As the train rattled through the night, the Midwestern plains silver in the dew and moonlight, Richard Tucker sat now feeling sorry for the man he’d just killed.
Richard supposed that in his way Cletus Boyer really had loved Madge.
He sighed, glancing at the letter again.
The passage about Cletus bringing gifts of apology had proved to Richard that Boyer was a sentimental man. And a sentimental killer, Richard had reasoned, was likely to become especially sentimental on the day of a loved one’s birthday. That was how Richard had known that Cletus would come to the cemetery today, Madge’s birthday.
Richard put the letter away and looked out again at the silver prairie, hoarfrost and pumpkins on the horizon line.
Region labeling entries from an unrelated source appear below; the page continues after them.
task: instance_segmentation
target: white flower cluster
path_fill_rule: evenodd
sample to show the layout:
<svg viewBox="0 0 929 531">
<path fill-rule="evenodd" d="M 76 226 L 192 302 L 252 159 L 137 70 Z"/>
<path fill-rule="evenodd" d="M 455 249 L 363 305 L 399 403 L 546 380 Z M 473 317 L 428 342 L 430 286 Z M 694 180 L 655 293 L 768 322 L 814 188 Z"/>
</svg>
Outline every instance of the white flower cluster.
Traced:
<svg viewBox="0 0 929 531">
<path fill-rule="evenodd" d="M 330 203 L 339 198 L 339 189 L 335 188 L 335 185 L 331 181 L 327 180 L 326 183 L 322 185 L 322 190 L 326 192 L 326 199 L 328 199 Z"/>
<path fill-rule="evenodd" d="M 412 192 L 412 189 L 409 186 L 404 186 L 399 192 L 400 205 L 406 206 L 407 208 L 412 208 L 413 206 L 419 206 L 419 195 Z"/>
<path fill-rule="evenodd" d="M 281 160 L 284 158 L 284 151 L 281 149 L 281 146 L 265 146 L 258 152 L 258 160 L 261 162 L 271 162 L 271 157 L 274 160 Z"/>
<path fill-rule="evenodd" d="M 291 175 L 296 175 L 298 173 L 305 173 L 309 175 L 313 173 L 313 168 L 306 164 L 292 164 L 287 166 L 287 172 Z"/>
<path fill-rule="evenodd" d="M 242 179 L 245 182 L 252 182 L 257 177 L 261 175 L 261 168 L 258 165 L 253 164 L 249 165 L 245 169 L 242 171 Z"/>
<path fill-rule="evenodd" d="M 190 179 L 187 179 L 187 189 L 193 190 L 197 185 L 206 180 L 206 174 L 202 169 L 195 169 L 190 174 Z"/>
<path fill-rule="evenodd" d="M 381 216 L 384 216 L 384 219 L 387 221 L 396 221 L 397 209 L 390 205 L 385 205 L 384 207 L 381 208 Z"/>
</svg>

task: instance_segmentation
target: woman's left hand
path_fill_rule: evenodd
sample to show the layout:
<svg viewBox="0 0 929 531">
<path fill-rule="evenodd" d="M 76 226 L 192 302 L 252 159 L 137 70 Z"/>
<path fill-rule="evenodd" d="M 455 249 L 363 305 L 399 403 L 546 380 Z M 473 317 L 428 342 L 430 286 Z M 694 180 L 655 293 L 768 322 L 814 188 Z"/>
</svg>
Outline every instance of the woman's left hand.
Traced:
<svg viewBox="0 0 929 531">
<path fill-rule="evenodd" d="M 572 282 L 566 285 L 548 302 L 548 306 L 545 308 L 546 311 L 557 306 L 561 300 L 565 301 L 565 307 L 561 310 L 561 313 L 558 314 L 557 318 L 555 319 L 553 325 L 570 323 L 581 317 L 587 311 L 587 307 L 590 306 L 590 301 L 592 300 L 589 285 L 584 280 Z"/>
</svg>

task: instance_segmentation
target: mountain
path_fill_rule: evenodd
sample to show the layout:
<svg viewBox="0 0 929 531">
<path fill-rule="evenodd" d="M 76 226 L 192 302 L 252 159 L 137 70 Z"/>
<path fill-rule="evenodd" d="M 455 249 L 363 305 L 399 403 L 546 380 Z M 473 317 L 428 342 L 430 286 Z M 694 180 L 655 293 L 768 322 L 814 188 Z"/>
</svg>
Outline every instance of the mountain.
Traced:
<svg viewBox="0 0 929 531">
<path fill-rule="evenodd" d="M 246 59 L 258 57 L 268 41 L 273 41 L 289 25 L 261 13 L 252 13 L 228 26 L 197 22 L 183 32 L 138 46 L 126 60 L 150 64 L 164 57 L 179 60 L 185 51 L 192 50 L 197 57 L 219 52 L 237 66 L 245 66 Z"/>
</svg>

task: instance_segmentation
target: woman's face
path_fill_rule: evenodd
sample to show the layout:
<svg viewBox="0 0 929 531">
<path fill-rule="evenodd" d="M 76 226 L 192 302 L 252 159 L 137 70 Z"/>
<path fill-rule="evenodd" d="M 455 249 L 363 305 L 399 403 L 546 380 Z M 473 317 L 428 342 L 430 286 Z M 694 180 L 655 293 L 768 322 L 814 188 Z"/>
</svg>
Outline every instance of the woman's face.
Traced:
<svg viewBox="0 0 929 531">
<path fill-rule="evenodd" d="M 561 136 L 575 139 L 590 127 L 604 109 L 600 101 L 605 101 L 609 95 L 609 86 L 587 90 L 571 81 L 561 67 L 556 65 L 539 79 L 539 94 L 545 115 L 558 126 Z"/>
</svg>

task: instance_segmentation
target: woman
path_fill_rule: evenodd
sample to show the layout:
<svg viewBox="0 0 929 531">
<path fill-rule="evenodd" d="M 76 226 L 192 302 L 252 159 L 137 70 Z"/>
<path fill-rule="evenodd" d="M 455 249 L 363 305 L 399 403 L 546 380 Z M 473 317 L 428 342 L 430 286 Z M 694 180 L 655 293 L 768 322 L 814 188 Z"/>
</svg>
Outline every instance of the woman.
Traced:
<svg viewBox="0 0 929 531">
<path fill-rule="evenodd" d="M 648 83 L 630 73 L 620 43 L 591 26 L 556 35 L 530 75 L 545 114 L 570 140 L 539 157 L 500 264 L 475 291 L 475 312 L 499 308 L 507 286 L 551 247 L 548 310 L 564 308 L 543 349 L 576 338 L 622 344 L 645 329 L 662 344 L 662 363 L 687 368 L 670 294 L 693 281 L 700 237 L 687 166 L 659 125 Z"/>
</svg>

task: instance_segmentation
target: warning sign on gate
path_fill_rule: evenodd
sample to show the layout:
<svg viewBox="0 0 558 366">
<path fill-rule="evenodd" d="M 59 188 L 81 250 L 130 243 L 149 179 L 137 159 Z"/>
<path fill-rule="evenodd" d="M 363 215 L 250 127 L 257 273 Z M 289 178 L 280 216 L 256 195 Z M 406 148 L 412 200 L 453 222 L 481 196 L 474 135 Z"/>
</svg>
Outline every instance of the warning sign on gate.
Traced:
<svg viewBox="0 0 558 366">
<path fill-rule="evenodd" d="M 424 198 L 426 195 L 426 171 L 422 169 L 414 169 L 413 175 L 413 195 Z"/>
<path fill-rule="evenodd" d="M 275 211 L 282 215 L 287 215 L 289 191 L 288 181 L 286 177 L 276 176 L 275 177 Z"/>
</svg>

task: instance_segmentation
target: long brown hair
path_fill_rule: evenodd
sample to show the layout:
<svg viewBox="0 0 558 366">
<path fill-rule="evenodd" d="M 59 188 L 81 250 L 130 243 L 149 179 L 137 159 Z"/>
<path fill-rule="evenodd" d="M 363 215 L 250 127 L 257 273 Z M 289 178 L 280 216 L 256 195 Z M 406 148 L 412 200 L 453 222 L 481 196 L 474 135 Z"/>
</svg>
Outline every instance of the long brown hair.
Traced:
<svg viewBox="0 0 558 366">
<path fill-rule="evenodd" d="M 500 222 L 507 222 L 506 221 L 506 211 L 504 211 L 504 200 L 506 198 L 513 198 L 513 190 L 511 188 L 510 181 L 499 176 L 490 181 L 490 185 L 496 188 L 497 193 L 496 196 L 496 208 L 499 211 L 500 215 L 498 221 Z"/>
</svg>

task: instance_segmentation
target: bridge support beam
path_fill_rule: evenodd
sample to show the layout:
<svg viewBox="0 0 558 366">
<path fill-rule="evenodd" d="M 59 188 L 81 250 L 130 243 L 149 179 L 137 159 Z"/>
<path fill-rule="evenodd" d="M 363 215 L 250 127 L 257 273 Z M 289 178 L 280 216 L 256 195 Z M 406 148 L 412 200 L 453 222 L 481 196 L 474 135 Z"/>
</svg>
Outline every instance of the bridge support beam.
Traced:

A dread came over him as he thought of his job in the bank and the little furnished room where he lived. He felt suffocated now. In the end, his life would come to nothing, just as his sister’s life had come to nothing; just as Cletus Boyer’s life had come to nothing. There had been a girl once but now there was a girl no longer. There had been the prospect of a better job once, but these days he was too tired to pursue it. Dragging himself daily to the bank was easier—
The prairie rushed past. And the circle of moon, ancient and secret and indifferent, stood still.
The world was a senseless place, Richard knew as the train plunged onward into darkness. A senseless place.